Mr. Milton began his career in a Baltimore law practice with lawyer Sheldon Braiterman. In the 1970s, Mr. Milton became an assistant attorney general in Maryland's Department of Economic and Community Development.

He also worked as an investment banker for a securities firm and as an attorney and program specialist for the Housing and Urban Development's Office of State Agency and Bond-Financed Housing.

Among his passions were poetry and birding. He traveled widely to view birds and served as an officer of the D.C. Audubon Society.

He also helped found and organize an annual C&O Canal winter bird count.

His marriage to Toby Kraus ended in divorce.

In addition to his companion, of Buena Vista, survivors include two children, Susan Gannon of Seattle and David J. Milton of New York; a brother, Daniel J. Milton of Vienna; and a grandson.

Edith Pobst Peterson

Nurse and Minister

The Rev. Edith Pobst Peterson, 87, a private-duty nurse and minister who made 17 overseas trips in 25 years as a missionary, died of a stroke and dementia Oct. 22 at Woodbine Nursing Home in Alexandria.

She helped open Christ for the World Bible School in Afuze, Edo state in Nigeria during one of her trips with Christ for the World Fellowship.

Born in West Virginia, Mrs. Peterson graduated from Garfield Memorial Hospital School of Nursing in Washington in 1938. She became a private-duty nurse and worked while raising her family.

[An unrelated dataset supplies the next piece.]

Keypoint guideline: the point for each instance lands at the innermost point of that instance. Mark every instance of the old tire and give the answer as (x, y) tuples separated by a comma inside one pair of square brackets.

After her husband's death, she went to Rhema Bible School in Oklahoma, earned a ministry degree there in 1988 and began her world travels. She was a Falls Church resident until she became ill at the beginning of the year.

She was a member of the Daughters of the American Revolution's John Alexander chapter and the chaplain for the Order of St. Luke.

Her husband, Carl H. Peterson, died in 1971.

Survivors include a son, William D. Peterson of Morris Plains, N.J.; a daughter, Catherine Clark of Alexandria; four grandchildren; and four great-grandchildren.